McGuinness confessed to a series of charges after a "sting" set up by the Met's anti-corruption branch, CIB3, in December 1997.

CIB officers planted 80 bars of cannabis inside a bathroom cabinet in an east London flat.

After leaking information about the whereabouts of the haul, McGuinness and Garner were filmed stealing the drugs and were arrested. Both men became supergrasses.


Guardian Unlimited
13 July 2000
'No judge or jury will ever believe
those officers fitted you up. You've just got to serve your sentence'

By Bob Woffinden

"What's this we've got here?" said Detective Constable Garner, holding up a long black weapon that he appeared to have found on Kevin Martin's sofabed.

"It looks like a stun gun to me," replied DC McGuinness.

"I've never seen that before in my life", yelled Martin. "You're stitching me up."

As a 19-year-old, Martin had carried out a raid on a jeweller's in Dalston, for which he served two years in prison. In the eyes of the police, the conviction made him a significant suspect in the "stun gun" robbery in Edmonton in 1993.

On November 2, he and his girlfriend were woken at 7.30am by bangs, crashes and raised voices. The police had broken down his neighbour's door - they had the wrong flat. Realising the mistake, officers poured into Martin's flat.

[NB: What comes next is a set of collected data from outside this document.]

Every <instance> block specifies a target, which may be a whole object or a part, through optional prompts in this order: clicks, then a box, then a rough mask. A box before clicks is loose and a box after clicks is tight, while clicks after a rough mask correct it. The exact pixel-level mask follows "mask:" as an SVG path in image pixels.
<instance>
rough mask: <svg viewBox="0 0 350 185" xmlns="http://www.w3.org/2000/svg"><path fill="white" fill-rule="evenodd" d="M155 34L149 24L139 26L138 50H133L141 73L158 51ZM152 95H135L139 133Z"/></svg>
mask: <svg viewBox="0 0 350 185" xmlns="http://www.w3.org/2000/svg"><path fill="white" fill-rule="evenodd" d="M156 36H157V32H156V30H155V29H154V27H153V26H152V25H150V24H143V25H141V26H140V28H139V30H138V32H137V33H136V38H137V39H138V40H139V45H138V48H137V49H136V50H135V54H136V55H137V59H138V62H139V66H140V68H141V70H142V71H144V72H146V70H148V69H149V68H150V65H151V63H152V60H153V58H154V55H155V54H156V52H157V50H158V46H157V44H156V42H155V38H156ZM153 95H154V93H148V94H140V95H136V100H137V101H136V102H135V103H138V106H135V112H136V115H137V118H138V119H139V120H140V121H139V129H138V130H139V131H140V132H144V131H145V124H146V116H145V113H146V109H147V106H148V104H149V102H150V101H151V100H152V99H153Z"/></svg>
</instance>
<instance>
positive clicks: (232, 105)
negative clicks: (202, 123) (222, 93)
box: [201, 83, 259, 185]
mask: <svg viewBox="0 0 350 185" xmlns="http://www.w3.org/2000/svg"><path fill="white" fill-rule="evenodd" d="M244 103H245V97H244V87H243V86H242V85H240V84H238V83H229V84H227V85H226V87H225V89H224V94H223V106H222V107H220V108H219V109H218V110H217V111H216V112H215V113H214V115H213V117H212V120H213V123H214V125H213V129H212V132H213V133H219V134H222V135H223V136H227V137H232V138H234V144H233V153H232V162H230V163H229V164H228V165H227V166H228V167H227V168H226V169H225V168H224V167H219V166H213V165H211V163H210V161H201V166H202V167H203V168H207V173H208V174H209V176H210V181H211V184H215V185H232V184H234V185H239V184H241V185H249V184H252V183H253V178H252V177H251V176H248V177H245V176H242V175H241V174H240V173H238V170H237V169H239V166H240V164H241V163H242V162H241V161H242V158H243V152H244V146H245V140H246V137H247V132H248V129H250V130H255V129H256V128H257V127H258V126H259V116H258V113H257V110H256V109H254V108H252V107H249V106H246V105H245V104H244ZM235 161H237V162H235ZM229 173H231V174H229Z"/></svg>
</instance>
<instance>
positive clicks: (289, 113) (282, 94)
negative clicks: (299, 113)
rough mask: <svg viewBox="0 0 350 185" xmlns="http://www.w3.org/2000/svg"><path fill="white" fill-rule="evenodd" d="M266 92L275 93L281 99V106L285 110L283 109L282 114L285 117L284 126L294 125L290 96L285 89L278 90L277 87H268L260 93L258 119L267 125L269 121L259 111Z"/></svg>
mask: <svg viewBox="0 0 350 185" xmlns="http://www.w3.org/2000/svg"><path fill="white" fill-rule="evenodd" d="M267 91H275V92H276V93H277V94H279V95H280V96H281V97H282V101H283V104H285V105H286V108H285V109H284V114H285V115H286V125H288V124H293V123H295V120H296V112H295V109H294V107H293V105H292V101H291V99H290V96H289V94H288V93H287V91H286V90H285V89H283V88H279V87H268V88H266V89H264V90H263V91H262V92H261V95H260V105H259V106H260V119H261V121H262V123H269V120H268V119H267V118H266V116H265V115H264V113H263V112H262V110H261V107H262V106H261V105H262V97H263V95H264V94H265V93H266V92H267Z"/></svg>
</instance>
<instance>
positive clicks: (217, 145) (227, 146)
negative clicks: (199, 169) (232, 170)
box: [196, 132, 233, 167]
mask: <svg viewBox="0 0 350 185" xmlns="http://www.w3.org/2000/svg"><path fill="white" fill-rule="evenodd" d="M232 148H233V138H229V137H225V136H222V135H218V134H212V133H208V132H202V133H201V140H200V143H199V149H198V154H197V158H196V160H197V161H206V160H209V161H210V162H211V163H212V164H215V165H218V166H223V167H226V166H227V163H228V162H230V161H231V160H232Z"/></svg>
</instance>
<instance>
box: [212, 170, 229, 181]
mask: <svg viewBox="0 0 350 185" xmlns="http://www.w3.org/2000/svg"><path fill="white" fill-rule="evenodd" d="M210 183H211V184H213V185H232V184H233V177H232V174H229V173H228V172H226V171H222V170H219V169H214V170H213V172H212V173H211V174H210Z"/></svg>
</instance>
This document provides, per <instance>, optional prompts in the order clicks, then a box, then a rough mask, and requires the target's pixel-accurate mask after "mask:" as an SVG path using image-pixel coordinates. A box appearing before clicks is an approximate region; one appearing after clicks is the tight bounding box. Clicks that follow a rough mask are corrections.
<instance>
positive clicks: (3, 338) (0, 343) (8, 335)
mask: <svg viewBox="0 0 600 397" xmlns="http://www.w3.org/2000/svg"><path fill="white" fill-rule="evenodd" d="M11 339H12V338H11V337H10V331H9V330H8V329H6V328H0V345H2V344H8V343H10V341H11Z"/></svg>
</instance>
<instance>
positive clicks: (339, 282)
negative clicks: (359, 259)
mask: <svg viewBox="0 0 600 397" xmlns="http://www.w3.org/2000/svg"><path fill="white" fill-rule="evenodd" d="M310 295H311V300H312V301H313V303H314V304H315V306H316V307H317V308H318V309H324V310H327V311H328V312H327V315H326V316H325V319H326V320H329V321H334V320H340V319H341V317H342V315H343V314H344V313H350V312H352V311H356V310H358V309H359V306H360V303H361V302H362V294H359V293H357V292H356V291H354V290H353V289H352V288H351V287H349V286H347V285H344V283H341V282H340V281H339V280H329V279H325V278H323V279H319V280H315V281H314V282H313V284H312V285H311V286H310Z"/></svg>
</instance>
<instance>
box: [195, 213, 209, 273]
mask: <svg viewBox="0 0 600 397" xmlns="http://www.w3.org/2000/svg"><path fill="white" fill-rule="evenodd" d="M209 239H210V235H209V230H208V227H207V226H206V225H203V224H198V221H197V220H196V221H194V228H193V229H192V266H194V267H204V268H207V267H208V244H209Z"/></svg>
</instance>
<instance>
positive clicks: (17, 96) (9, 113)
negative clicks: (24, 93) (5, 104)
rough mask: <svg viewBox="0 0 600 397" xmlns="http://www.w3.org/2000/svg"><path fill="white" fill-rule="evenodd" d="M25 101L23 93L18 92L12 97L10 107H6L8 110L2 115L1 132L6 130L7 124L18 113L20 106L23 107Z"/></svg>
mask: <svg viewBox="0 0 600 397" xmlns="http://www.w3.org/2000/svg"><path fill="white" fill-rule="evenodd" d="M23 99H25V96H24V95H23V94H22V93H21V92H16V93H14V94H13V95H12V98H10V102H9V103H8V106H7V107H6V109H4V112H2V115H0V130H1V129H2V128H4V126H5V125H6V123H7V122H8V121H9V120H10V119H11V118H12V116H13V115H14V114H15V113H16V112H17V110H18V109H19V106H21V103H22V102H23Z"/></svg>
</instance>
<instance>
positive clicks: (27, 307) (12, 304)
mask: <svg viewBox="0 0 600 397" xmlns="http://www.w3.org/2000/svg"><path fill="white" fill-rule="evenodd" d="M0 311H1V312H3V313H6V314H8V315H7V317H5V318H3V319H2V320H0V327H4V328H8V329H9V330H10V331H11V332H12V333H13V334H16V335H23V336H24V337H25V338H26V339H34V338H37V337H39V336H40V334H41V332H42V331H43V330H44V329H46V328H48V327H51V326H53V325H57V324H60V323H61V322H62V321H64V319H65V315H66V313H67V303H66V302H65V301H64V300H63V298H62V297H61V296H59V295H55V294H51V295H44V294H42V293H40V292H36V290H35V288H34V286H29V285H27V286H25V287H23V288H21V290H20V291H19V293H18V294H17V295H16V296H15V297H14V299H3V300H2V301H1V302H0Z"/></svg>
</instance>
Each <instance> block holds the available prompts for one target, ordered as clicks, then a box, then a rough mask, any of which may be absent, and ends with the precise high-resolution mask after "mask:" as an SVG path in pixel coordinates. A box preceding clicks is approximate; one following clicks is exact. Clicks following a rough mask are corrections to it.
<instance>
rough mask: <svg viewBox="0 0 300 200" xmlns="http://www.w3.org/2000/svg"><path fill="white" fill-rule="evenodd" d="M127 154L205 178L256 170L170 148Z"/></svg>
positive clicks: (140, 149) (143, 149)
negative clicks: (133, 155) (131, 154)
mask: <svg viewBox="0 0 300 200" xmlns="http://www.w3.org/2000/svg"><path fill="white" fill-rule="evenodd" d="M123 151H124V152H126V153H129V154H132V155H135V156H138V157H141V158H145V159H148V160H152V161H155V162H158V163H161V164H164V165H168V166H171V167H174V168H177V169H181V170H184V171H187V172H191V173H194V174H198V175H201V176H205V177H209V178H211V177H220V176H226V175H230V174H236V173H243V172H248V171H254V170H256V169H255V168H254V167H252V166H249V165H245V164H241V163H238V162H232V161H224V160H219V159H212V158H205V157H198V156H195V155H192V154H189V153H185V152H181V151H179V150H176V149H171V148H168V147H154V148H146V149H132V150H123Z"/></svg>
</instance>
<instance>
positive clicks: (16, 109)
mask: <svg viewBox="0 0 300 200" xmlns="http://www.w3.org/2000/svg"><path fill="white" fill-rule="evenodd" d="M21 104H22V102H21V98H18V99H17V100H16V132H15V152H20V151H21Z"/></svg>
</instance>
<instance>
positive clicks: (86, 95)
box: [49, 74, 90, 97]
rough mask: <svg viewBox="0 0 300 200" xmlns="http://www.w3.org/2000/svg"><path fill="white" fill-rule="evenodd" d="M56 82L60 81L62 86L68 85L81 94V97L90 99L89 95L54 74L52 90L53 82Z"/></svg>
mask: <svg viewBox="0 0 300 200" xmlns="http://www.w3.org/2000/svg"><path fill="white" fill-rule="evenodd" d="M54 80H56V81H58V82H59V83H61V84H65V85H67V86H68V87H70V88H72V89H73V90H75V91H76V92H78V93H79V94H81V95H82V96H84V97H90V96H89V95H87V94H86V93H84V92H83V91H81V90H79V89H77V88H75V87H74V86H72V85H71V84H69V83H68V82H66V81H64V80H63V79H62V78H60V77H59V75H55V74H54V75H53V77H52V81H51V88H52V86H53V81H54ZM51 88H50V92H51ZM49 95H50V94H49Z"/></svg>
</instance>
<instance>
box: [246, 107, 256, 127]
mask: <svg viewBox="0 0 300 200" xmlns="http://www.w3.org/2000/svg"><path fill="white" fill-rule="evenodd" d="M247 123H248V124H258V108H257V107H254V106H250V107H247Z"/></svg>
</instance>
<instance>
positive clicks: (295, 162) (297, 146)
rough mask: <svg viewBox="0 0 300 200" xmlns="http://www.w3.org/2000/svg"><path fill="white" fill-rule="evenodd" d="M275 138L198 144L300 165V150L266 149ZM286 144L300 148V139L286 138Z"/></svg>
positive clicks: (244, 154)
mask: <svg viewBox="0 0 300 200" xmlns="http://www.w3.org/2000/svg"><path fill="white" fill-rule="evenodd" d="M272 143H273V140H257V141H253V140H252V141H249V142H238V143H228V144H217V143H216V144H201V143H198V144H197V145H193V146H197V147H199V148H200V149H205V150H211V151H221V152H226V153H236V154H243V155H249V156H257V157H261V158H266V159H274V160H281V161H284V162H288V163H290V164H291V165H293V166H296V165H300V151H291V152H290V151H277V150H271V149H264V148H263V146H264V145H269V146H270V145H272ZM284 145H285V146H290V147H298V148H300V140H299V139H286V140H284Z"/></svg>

His girlfriend screamed that she was seven months pregnant. Martin saw armed officers outside and was warned to keep away from the window. "I turned round, and they were in the bedroom," Martin said.

"Four or five, with others coming in behind. I was very frightened. Then one of them hit me on the face with a blunt object, I never found out what.

"Suddenly, they were raining blows on me. They were telling me to keep calm and hitting me at the same time."

"It was one mad minute that led to seven years of pain for me and my family."

Martin believes the police planted the stun gun while he was being assaulted.

He was handcuffed, his feet were shackled, and he was bundled into a police van. There were two main pieces of evidence against Martin: the stun gun and a palm print from the shop counter that supposedly matched his.

This evidence, only produced seven months after the crime, was suspicious. The first two occasions the prints were sent for analysis the result was negative - it did not match Martin's.

"No one, not the criminal cases review commission, not the court of appeal, has ever been given a satisfactory answer as to why that print finally matched," said Martin.

There was no identification evidence against him. He was never put on an identity parade.

In prison, Martin immediately made a complaint about the police and the following month was visited in Belmarsh, south-east London, by an investigating officer.

"He said to me, 'No judge or jury will ever believe that those officers fitted you up. You've just got to serve your sentence'."

Seven months into Martin's sentence, his younger brother, Jason, committed suicide. The brothers had been close, and Jason had had a breakdown after Kevin's conviction.

In August last year, an officer from CIB3, the anti-corruption branch, told Martin his case was being reinvestigated as part of an inquiry into allegations against the flying squad. He was released on bail, pending appeal, in November last year.

"There's a lot of other guys in prison going through all this who have been fitted up, and no one's listening. I just want this to give all those people hope."